The federal government’s fund is primarily directed toward the families of those killed or injured, and it will most likely not help people who lost jobs, homes or business due to the disaster. With this in mind, the charities should focus on giving money to those who didn’t face a loss of life, but still suffer the financial consequences of the devastation. This will prevent overlapping of public and private compensation that would unfairly waste the donations or make instant millionaires of some while forcing others into welfare.
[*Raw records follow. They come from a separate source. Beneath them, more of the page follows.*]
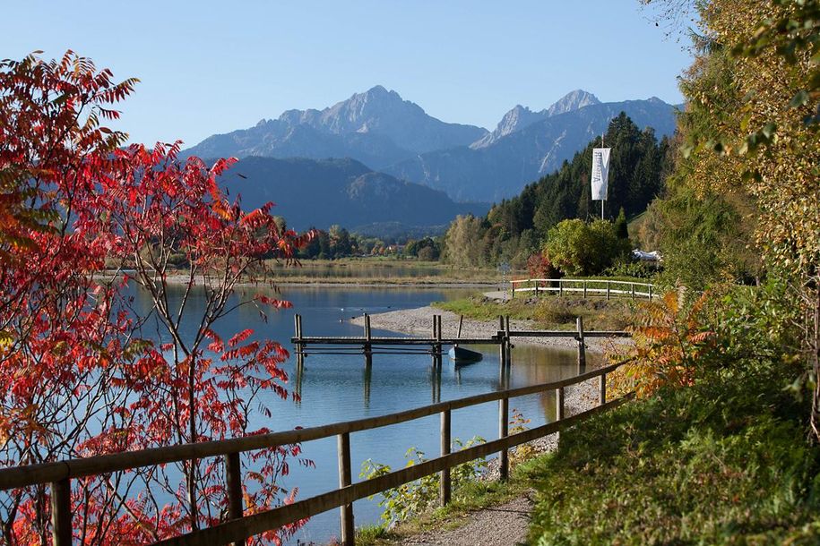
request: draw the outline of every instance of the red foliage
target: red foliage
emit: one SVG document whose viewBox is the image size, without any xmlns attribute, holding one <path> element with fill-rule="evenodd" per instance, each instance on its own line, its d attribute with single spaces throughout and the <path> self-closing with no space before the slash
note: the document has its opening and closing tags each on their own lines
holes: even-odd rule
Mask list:
<svg viewBox="0 0 820 546">
<path fill-rule="evenodd" d="M 287 351 L 243 329 L 227 343 L 214 323 L 241 305 L 253 276 L 272 287 L 265 260 L 292 261 L 310 234 L 281 231 L 266 205 L 245 212 L 217 180 L 235 161 L 180 161 L 179 143 L 121 148 L 100 126 L 135 80 L 112 81 L 88 59 L 30 55 L 0 62 L 0 458 L 33 464 L 125 449 L 260 433 L 251 408 L 287 397 Z M 182 304 L 168 302 L 169 258 L 190 264 Z M 117 273 L 134 269 L 153 307 L 137 313 Z M 194 290 L 205 294 L 193 335 L 180 328 Z M 152 337 L 142 336 L 151 319 Z M 269 412 L 263 408 L 263 412 Z M 298 446 L 244 461 L 257 483 L 249 512 L 292 501 L 277 478 Z M 142 543 L 224 518 L 221 461 L 146 468 L 73 482 L 75 540 Z M 169 476 L 184 476 L 176 483 Z M 164 499 L 160 501 L 160 499 Z M 170 499 L 170 500 L 168 500 Z M 45 488 L 0 499 L 7 544 L 46 543 Z M 275 533 L 266 540 L 277 542 Z"/>
<path fill-rule="evenodd" d="M 538 252 L 527 259 L 527 272 L 530 274 L 530 278 L 557 277 L 557 270 L 546 252 Z"/>
</svg>

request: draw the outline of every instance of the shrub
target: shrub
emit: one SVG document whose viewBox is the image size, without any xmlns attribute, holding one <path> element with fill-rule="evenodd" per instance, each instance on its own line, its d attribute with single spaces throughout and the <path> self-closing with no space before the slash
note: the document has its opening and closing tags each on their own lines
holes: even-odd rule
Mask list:
<svg viewBox="0 0 820 546">
<path fill-rule="evenodd" d="M 552 264 L 567 275 L 599 275 L 629 252 L 629 241 L 617 236 L 606 220 L 587 224 L 564 220 L 547 234 L 544 251 Z"/>
<path fill-rule="evenodd" d="M 485 439 L 479 436 L 473 437 L 466 443 L 457 438 L 453 441 L 457 450 L 466 449 L 484 442 Z M 407 459 L 407 466 L 419 465 L 427 460 L 424 452 L 416 448 L 408 449 L 404 457 Z M 460 490 L 463 489 L 465 485 L 478 480 L 487 468 L 487 461 L 480 458 L 453 467 L 450 471 L 450 479 L 453 499 L 459 498 Z M 358 475 L 365 480 L 370 480 L 391 472 L 390 465 L 374 463 L 373 459 L 367 459 L 362 463 Z M 438 483 L 439 476 L 438 473 L 436 473 L 384 491 L 382 493 L 384 498 L 379 501 L 379 506 L 384 508 L 382 519 L 388 525 L 392 525 L 409 517 L 419 516 L 433 508 L 438 501 Z"/>
</svg>

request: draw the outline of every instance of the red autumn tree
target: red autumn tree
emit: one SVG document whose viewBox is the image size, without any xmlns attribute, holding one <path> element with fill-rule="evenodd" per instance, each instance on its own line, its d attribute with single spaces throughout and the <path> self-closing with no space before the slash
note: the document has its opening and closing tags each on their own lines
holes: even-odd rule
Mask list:
<svg viewBox="0 0 820 546">
<path fill-rule="evenodd" d="M 4 465 L 264 432 L 251 425 L 259 394 L 287 396 L 283 347 L 246 328 L 223 340 L 213 326 L 242 305 L 288 305 L 270 290 L 242 300 L 235 288 L 249 277 L 272 287 L 269 260 L 291 261 L 309 235 L 279 229 L 271 205 L 245 212 L 228 202 L 217 181 L 231 160 L 179 161 L 178 143 L 121 149 L 125 135 L 99 120 L 118 116 L 111 106 L 134 81 L 115 83 L 72 52 L 0 63 Z M 180 254 L 188 269 L 175 301 L 168 274 Z M 134 286 L 150 309 L 134 309 Z M 205 304 L 190 317 L 194 295 Z M 198 325 L 193 333 L 184 317 Z M 298 455 L 290 447 L 244 461 L 259 482 L 248 509 L 288 500 L 276 478 Z M 178 471 L 74 481 L 75 539 L 141 543 L 224 519 L 220 461 Z M 43 488 L 2 503 L 6 543 L 46 543 Z"/>
</svg>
Each charity has its own missions and goals, and smaller charities have established their niche in communities. These groups will be able to see areas of need that the federal government could easily overlook. Neighborhood charities must take advantage of this strength and give support and help to those who might be exempt from federal assistance. The kind of people these organizations can contact – low-wage workers, single mothers and others struggling to keep afloat in New York – must be given at least temporary assistance during the immediate economic disaster there. The nation must not ignore the restaurant workers, janitors, window washers, maintenance employees and other low-paid individuals affected by the loss of their employers and workplaces.

Keeping track of the money will be an incredible challenge, and Attorney General John Ashcroft should take up New York Attorney General Eliot Spitzer’s offer to organize the process. As suggested by Spitzer, a computerized list of the beneficiaries would help sort out the mess of amounts and sources of donations. Organization is key during this situation; money issues are sticky even in the best of times. It would be unfortunate for the government and charities to unevenly spread the wealth available from the patriotic donations of Americans.